Autre entrepreneur, Virginie Dulucq a été récemment récompensée par le prix Créatrices d’avenir, décerné par la région Île-de-France et la préfecture de région. Fille d’agriculteurs, c’est lors de son expérience de l’aménagement urbain qu’elle prend conscience des surfaces laissées en friche dans les quartiers en rénovation. UrbAgri, la société qu’elle a créée, s’inscrit dans l’économie sociale et solidaire. Elle vise plusieurs objectifs : promouvoir des projets d’agriculture urbaine dans ces friches et sur les toits, y créer des emplois pour des populations défavorisées, mettre en oeuvre des solutions efficaces en termes d’isolation thermique des bâtiments. Deux projets sont en attente de financements, l’un sur une friche en Seine-Saint-Denis, l’autre sur la toiture d’un immeuble de logements sociaux dans le Val-de-Marne.

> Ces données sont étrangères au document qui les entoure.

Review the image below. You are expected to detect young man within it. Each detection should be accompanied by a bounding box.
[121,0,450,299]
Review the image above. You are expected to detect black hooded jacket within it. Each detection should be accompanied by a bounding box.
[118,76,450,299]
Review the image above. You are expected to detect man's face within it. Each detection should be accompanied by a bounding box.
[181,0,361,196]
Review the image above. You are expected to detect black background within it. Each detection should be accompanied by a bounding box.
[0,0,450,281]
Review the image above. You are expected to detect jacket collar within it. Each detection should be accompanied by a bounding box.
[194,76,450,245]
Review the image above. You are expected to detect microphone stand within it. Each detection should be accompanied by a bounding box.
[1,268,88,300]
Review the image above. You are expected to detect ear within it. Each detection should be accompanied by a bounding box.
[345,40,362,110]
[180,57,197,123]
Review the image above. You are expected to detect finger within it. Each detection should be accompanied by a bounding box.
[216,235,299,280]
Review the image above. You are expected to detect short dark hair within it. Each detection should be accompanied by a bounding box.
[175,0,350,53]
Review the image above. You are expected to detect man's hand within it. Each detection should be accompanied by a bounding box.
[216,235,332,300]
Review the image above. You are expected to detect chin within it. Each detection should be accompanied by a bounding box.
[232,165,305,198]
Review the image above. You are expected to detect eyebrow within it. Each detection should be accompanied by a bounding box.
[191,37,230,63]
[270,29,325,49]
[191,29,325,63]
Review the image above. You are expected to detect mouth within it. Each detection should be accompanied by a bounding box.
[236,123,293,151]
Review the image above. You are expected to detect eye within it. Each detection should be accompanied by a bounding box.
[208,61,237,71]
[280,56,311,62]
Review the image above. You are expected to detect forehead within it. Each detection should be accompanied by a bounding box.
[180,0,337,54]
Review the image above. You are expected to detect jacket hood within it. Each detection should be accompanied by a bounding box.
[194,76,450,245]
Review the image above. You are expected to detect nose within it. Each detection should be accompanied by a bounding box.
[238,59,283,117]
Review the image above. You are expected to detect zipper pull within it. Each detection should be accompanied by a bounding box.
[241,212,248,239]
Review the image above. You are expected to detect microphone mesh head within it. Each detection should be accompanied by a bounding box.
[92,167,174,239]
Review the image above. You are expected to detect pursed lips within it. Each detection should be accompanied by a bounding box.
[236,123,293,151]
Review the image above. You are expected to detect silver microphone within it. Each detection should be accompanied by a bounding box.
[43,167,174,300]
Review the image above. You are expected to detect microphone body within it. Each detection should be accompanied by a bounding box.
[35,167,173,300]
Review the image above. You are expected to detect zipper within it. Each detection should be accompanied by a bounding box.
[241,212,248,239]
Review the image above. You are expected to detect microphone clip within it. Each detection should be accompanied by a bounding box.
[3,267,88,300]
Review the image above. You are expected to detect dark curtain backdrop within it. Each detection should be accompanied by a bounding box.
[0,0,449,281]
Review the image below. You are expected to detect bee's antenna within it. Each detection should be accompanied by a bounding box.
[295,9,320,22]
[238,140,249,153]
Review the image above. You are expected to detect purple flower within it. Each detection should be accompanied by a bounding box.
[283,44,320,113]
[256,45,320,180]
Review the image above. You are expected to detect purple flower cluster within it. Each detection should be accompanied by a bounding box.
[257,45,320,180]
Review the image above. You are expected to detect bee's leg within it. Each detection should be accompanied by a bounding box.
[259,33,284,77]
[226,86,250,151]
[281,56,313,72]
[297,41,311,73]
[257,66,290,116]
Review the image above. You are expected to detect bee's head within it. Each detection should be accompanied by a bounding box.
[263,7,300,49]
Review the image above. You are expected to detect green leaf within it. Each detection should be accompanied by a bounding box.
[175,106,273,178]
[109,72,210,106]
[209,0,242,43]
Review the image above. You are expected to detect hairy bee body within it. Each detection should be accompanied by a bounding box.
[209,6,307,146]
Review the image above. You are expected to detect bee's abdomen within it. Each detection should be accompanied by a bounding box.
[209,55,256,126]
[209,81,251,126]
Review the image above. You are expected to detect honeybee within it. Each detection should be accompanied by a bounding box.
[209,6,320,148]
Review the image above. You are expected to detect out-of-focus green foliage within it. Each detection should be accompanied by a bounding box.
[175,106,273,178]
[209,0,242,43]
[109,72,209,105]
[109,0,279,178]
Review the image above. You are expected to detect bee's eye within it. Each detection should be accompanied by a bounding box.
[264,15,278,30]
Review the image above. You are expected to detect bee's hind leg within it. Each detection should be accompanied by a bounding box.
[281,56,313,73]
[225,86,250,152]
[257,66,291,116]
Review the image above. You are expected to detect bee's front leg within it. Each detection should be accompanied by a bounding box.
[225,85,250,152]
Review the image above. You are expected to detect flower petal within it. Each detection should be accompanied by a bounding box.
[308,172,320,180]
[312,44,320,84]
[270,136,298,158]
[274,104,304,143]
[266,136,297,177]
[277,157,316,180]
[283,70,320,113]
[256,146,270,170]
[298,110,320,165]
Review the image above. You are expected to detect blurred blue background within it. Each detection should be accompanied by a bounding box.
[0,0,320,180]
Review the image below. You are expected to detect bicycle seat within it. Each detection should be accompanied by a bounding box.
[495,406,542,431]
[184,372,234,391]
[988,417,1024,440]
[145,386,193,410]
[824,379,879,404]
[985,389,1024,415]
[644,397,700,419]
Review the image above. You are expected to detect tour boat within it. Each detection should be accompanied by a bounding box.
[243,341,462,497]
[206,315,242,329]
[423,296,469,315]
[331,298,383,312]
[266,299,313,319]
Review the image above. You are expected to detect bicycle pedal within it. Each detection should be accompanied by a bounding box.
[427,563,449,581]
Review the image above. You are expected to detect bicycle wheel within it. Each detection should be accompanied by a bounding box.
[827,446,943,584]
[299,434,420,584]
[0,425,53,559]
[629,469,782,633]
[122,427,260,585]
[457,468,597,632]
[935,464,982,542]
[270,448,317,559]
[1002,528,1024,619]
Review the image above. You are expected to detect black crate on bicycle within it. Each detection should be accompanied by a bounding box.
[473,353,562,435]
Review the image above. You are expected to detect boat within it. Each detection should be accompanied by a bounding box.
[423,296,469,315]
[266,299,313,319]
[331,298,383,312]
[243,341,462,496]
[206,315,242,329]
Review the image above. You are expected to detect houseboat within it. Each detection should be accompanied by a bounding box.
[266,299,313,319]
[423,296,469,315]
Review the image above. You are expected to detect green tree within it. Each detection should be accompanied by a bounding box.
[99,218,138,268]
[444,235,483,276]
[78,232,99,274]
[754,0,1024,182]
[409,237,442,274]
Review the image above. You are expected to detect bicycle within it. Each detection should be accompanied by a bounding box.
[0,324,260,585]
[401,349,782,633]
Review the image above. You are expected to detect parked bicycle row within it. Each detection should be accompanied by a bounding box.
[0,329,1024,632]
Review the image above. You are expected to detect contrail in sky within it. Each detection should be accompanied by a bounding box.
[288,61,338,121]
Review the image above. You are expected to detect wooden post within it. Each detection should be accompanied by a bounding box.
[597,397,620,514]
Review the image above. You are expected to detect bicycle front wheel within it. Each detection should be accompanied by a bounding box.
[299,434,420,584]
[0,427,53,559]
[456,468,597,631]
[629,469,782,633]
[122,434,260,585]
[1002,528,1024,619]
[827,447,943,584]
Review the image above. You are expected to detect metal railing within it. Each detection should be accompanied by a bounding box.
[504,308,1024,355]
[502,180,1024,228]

Effet de mode, cette agriculture urbaine ? Pas vraiment. Elle se développe rapidement aux États-Unis. Et outre les multiples colloques organisés sur ce thème en France, elle bénéficiera par exemple dès la rentrée prochaine d’un cursus à part entière à AgroParisTech. L’International Urban Food Network, un réseau de coopération internationale sur la gouvernance alimentaire urbaine fondé en 2011 pour faire le lien entre chercheurs et collectivités, s’intéresse d’abord à l’autonomie alimentaire comme axe du développement des territoires et s’inscrit dans la lignée de François Ascher. Cet économiste, sociologue et urbaniste aujourd’hui décédé définissait la ville comme « un regroupement de populations ne produisant pas elles-mêmes leurs moyens de subsistance ». C’est ce postulat que tous ces passionnés s’appliquent précisément à rendre obsolète.